En 2024, la cinéaste franco-sénégalaise Mati Diop a contribué à raviver ce débat mondial avec son film Dahomey, retraçant le retour symbolique au Bénin de vingt-six trésors royaux, jadis conservés au musée du Quai Branly en France. Par le biais du cinéma, elle a donné voix à ces objets silencieux et restitué leur portée spirituelle et politique. Son œuvre met en lumière un pan de l’histoire longtemps enfoui sous les décombres de l’oubli et de l’indifférence.
Le pillage des biens culturels africains durant la colonisation a non seulement vidé les territoires de leurs artefacts les plus précieux, mais il a aussi contribué à déstructurer les récits et les identités. Des objets emblématiques tels que les amulettes des Agojiée, ces redoutables guerrières du Dahomey, se retrouvent exposés hors contexte, muséifiés, fétichisés, et privés de leur fonction sociale et spirituelle originelle.
Des chercheuses comme la sociologue Saskia Cousin, accompagnée de sa doctorante Madina Yéhouétomè, travaillent aujourd’hui à repenser le statut de ces objets, non pas comme de simples œuvres à relocaliser, mais comme des entités vivantes à réintégrer dans leur matrice culturelle.

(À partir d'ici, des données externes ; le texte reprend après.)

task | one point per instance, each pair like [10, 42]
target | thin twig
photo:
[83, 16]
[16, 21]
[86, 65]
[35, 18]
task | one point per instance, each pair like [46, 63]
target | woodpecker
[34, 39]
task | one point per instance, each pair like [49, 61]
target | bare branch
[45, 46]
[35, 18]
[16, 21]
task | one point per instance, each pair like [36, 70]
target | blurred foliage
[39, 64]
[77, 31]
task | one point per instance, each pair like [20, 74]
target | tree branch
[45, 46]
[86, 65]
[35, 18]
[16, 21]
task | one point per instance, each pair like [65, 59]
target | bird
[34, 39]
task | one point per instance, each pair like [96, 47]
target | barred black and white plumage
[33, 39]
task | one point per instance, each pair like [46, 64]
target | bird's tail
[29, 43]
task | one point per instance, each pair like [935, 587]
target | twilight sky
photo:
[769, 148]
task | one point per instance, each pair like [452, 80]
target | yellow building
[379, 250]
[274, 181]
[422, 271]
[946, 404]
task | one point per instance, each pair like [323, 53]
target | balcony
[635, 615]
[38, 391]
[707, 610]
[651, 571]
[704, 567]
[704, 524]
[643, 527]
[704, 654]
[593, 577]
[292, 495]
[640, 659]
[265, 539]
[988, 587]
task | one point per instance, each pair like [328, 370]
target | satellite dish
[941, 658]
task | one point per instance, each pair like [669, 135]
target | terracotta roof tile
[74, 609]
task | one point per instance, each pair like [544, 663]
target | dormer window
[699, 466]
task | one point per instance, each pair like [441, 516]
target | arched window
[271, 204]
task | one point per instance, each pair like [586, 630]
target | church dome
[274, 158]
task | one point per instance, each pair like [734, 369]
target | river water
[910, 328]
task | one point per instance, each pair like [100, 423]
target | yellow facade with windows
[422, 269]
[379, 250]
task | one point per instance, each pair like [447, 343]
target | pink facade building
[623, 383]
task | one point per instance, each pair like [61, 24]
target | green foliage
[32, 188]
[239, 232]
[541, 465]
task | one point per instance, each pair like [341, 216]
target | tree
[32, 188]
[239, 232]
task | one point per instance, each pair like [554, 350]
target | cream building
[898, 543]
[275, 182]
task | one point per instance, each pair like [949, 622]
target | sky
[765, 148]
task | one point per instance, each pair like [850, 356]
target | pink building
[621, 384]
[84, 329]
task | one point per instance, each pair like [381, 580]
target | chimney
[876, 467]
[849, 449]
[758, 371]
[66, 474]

Leur restitution implique de reconstituer les filiations, les usages et les significations, bien au-delà d’un simple transfert matériel.
Les revendications en faveur de la restitution ne sont pas nouvelles. Dès les premières décennies postindépendance, des voix se sont élevées pour réclamer le retour des trésors nationaux. Toutefois, c’est au cours des dernières années qu’une coordination plus structurée a vu le jour. Des acteurs institutionnels musées africains, ministères de la culture, centres de recherche s’allient désormais à des activistes, artistes et juristes pour poser les fondements d’une diplomatie culturelle offensive.
Malgré cette mobilisation croissante, les obstacles juridiques restent nombreux. Le droit de propriété, les régimes de prescription, l’absence de lois-cadres dans plusieurs pays européens freinent encore les processus de restitution, souvent au profit de solutions transitoires, telles que les prêts prolongés ou les expositions temporaires.
Depuis 2022, plusieurs États européens ont entrepris des restitutions notables, notamment à destination du Nigeria. En France, bien que les discours politiques se multiplient, une législation d’ensemble sur la restitution se fait toujours attendre. Des initiatives isolées, à l’image du retour des œuvres du Bénin, restent encore insuffisantes face à l’ampleur de la demande.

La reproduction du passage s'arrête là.